80/20 rule 80% of your code will not need optimisation as it’s not called often enough, but the 20% that is tucked away in inner loops can provide significant improvements in performance.

Of course the UI team have access to the Open and Closed Source so they should be able to make significant improvements in performance.

Good point, the String.memcpy() entries do have very high Self ms entries, but why does it only appear on structs and not on classes?

In theory it doesn’t matter what Mono/.Net does, because making optimizations to please a specific compiler is usually not a good idea, especially not if the whole architecture will be migrated to il2cpp.
Of course, if something is highly performance sensitive, it needs to be optimized even like that. But in my opinion this is not one of those cases.

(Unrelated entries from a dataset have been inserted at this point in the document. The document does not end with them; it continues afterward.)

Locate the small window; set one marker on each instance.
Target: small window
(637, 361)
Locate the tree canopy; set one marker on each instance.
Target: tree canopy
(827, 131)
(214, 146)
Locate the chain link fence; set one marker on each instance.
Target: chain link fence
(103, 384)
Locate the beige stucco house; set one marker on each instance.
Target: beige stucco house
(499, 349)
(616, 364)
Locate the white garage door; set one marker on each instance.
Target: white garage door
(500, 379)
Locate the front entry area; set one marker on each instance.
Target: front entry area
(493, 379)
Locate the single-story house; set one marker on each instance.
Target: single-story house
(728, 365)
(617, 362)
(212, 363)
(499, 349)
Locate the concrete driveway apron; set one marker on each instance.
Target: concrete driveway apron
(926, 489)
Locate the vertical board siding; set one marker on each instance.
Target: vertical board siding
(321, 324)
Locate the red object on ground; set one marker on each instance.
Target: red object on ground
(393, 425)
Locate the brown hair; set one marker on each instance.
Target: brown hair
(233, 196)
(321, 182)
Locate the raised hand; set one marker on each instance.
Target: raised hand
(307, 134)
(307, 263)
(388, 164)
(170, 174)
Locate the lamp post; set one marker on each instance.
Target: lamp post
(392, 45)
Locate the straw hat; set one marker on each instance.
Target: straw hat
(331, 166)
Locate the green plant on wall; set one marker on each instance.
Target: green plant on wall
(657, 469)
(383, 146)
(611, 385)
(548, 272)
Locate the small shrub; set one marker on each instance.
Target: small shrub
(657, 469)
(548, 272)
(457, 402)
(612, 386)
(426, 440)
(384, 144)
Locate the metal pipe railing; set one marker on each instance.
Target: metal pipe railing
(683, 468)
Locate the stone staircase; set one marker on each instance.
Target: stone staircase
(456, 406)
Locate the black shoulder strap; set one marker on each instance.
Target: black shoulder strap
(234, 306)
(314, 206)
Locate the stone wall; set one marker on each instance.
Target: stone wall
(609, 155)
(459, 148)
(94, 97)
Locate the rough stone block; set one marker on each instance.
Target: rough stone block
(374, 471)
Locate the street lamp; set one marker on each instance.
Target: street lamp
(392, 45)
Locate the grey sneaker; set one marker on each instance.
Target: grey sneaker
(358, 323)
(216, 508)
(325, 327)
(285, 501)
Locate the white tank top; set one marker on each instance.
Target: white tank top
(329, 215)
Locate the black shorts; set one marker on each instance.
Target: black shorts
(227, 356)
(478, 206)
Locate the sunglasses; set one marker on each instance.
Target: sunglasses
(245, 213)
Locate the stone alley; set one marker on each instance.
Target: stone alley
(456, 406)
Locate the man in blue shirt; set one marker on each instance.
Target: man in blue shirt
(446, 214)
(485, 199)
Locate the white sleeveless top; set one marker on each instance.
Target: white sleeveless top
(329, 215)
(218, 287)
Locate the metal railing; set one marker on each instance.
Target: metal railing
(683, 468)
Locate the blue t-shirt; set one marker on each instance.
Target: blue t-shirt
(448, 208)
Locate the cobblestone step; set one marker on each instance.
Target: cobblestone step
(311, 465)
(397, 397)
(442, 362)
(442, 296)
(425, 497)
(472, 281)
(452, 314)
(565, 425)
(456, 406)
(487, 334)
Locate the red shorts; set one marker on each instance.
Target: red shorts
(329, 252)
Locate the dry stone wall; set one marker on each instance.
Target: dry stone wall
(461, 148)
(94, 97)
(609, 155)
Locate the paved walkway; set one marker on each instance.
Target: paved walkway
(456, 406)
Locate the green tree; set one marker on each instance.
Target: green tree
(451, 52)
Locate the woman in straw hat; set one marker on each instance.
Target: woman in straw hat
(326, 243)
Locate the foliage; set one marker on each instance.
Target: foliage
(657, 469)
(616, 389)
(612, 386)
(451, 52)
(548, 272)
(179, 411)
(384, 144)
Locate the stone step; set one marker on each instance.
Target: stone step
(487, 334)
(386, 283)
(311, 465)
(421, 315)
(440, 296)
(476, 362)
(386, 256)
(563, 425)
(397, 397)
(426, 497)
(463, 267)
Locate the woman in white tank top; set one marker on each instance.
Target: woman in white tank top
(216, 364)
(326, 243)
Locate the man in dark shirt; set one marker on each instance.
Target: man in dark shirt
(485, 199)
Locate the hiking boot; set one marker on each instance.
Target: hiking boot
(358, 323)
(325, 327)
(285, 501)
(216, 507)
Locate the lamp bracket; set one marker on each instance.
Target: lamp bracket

Well my optimisation targets were derived from a stress testing program aimed to highlight areas ripe for performance improvements in high usage scenarios.

The optimisations I made are generic, all CPU’s can suffer when performing branch prediction, if they get it wrong it can stall their command pipeline slowing down performance.

IL2CP just takes the intermediate language converts it to C++ and then compiles it. Ideally the C compiler will make optimisations of it’s own, depending on the build parameters you give it. But that is a Unity 5 technology and I’m talking about 4.x builds.

Just to clarify:

100 developers all respond to this challenge and each spends 20 hours designing new controls. One control is chosen and added to the new Unity.

Thereby money lost by developers assuming $20 per hour = 992020=$39,600. (Money which could otherwise have been spent in the asset store???)
Money saved by Unity = 12020 = $400.

Total loss by Unity of $400-$39,600 = $39,200

Better idea: Unity hires 5 top developers and designers for 1 month and creates lots of nice optimized controls. Everyone’s happy.